I toss and turn yet again, the sweat trickling down my neck. I have lost command of the words I want to use as I watch the dancing images flit in front of my closed eyes. She doesn’t want to panic me, but I already understand the severity of the situation. It is dark in my room, yet her hand finds me to brush the soaked hair away from my neck. My hair is inky and my skin is even more resembling of the drifts of snow outside, I am shaking. The only sounds in the room are the ticking of the wall clock and my strangled gasps.
I fall into a dream, but it doesn’t last long because by morning I cannot remember any of it but instead lie mercifully wrapped in nothingness. It is only punctuated by brief moments of semi-wakefulness. I cry because I cannot find my red shoes, but the fever has made me more than confused. What I might have seen on a picture or website has now transported itself to my closer in my world of delirium. But she is kind and immediately orders a pair for me to find if and when I awaken. The promised high storage iPad appears in the same way.
Although I am on fire, I dream of ice. People are tumbling through and I must catch them, five into that water to save a life, if I can manage. I want to try out of sheer necessity.
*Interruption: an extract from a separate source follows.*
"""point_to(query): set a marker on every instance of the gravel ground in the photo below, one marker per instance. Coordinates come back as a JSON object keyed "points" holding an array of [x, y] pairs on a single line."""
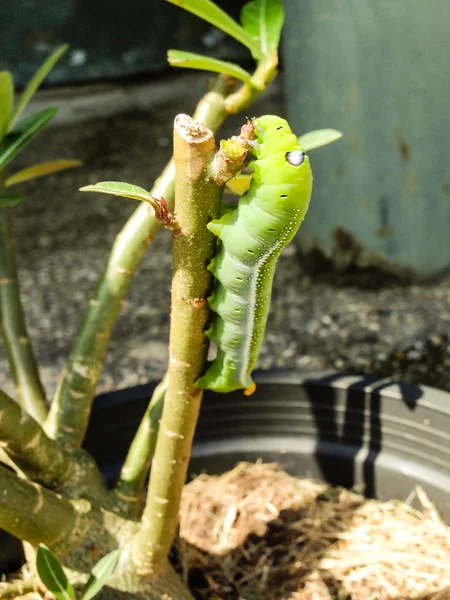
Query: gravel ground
{"points": [[358, 322]]}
Beneath the water, there is no putting my head down just in time for the first loss of consciousness. There is just swimming and rescuing, all that matters. I search for the word for round but end up making a shape with my fingers to express what my brain cannot.
When I am a little more awake after having drifted around in my mind before the darkness takes over, I realize that Saturday has turned into Tuesday. We watch movies, anything to occupy our time. Inching our way through my favorite series, she cries at the sight of another tall brunette writhing in pain and fever. After I have fallen asleep again, she turns it off, mumbling that she feels she is looking at two versions of me. It will be another week or too before I can stay awake for more than thirty minutes. It will be another month before the sudden faints have subsided.
But spring comes, it always manages to reappear.